Rylands is picky about where her young weaner pigs go.

“I make sure I go and check the place I’m selling to because I don’t want to sell to people who just keep them in the barn or just keep them in one area and don’t want to move them around. People sometimes have pigs on a small, square dust bowl and they don’t enjoy that. Then they get bored and want to get out. They don’t have anything to root. They’re natural rooters. I want to make sure they have a good life. And then they’re happy pigs when they go to market,” she said.

At Muddy Feet Farm, she tries to keep the operation “as free range as I can make it. Everybody has to manage their land so that it’s sustainable and that’s the important thing for me, that I don’t ruin the land I’m on. I have only four acres, which is why I have to restrict my enthusiasm on getting too many pigs.”

Rylands does her best to develop a good relationship with her animals “so that even as they get older they respect me and know that I’m OK and that I’m not going to do anything nasty to them. They will just follow me, so I can move them around the farm without any difficulties.”
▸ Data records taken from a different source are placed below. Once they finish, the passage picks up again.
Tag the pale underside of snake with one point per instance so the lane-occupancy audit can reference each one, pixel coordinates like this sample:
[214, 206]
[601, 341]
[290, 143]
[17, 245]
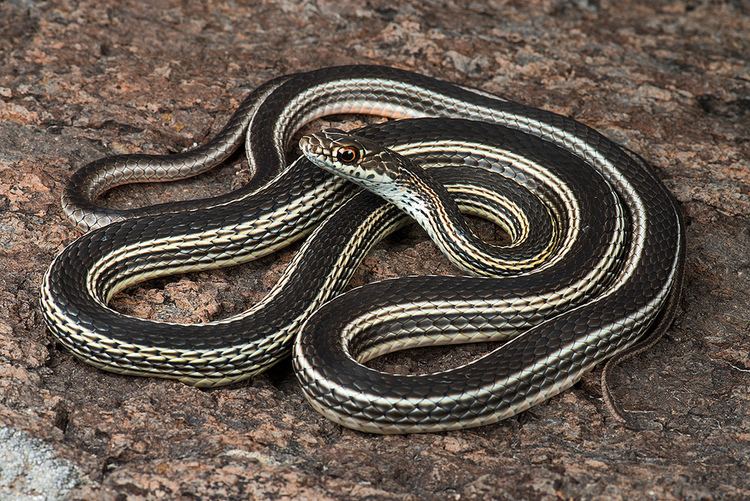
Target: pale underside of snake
[594, 266]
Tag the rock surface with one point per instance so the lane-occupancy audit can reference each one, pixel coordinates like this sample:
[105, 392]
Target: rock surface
[81, 80]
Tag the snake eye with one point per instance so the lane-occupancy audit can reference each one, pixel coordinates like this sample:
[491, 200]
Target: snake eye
[347, 154]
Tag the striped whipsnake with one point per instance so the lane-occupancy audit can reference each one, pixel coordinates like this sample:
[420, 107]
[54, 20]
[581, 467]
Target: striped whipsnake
[598, 251]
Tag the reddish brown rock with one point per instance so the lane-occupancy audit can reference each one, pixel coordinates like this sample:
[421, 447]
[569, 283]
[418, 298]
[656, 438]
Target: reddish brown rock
[81, 80]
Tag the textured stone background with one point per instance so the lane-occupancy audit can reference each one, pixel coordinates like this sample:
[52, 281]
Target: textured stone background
[80, 80]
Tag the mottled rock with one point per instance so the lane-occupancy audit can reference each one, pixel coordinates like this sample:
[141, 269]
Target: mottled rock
[81, 80]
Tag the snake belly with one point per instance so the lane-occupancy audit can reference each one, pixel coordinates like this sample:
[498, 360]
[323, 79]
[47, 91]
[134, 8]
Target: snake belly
[637, 264]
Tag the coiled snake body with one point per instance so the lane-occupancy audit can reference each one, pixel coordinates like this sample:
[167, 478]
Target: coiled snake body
[594, 263]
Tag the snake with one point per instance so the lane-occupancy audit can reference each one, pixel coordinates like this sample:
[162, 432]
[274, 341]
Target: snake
[593, 269]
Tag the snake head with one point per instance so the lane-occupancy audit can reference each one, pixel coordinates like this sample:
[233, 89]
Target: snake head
[354, 158]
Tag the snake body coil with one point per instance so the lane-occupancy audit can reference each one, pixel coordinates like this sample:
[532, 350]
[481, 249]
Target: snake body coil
[597, 244]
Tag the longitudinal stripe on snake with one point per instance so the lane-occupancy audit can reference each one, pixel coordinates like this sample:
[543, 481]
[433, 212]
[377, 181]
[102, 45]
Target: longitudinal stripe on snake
[610, 258]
Moving them around the farm is key. She has divided her acreage into different areas that she rotates the pigs through.

“I try to make sure that the land has been left for at least six months before they get put back on it. So it has time to recover. Otherwise, they end up trashing the land and it doesn’t recover.”

Ryland says moving the pigs around also helps to keep them healthy without resorting to pharmaceuticals.

Some people will keep a pig in a small area until the ground is bare and muddy.

“It’s really bad for their feet, it’s not good for the animal at all. In fact, I have refused to sell to people who have their pigs like that.”

“[Moving them around] keeps them from picking up anything. If you keep them in a confined area, they can get parasites and worms….Parasite control is a big issue with me, as well as making sure the pigs are not bored.”

“You have to keep them occupied. The older ones sleep quite a lot of the day but the period in the morning and the evening when they’re up and about and want to do stuff, they root and play.”

One particular sow, who comes from another farm, was a teenage pregnancy. There was concern that the piglets might be too big for her to deliver safely, so she came to Muddy Feet Farm, where Rylands has a bit of reputation for dealing with these difficult situations.

“I gave in and took her on. She had eight piglets without any help, one was breach. She did really well,” Rylands said.

She likes to keep the piglets with their mother longer than most industrial and commercial breeders will.

“These little guys have about two weeks left before I separate them from their mum. They’re six weeks old now. I keep them for two months. Again, some people will sell them at five weeks, which doesn’t give them a good enough start in life. These are pretty much all on solid food, hardly taking any milk from her. In an industrial environment, they are usually separated at four weeks but that is entirely different.”

Another point in favour of holding separation off a bit longer is that the piglets build up more antibiotic resistance against any diseases with the help they have been getting through their mother’s milk.

“The other reason for pasturing them, especially at this age, is that they get all the irons and minerals from the soil whereas if you keep them in the barn you have to give them injections against disease, and you have to give them iron injections and a whole lot of other things, which are wholly unnecessary if you keep them as natural as possible. And, their behaviour is so much better when they are out because this is their natural environment.”

In a fenced area, a pair of sows are hanging out together.

Ginger is a Tamworth, and Rosemary is the granddaughter of one of the original sows Rylands started with.

One of them is pregnant and the other will go in with Rylands’ boar when he comes back from a visit to another farm.

“Pigs are very intelligent. They have personalities. They’re family.”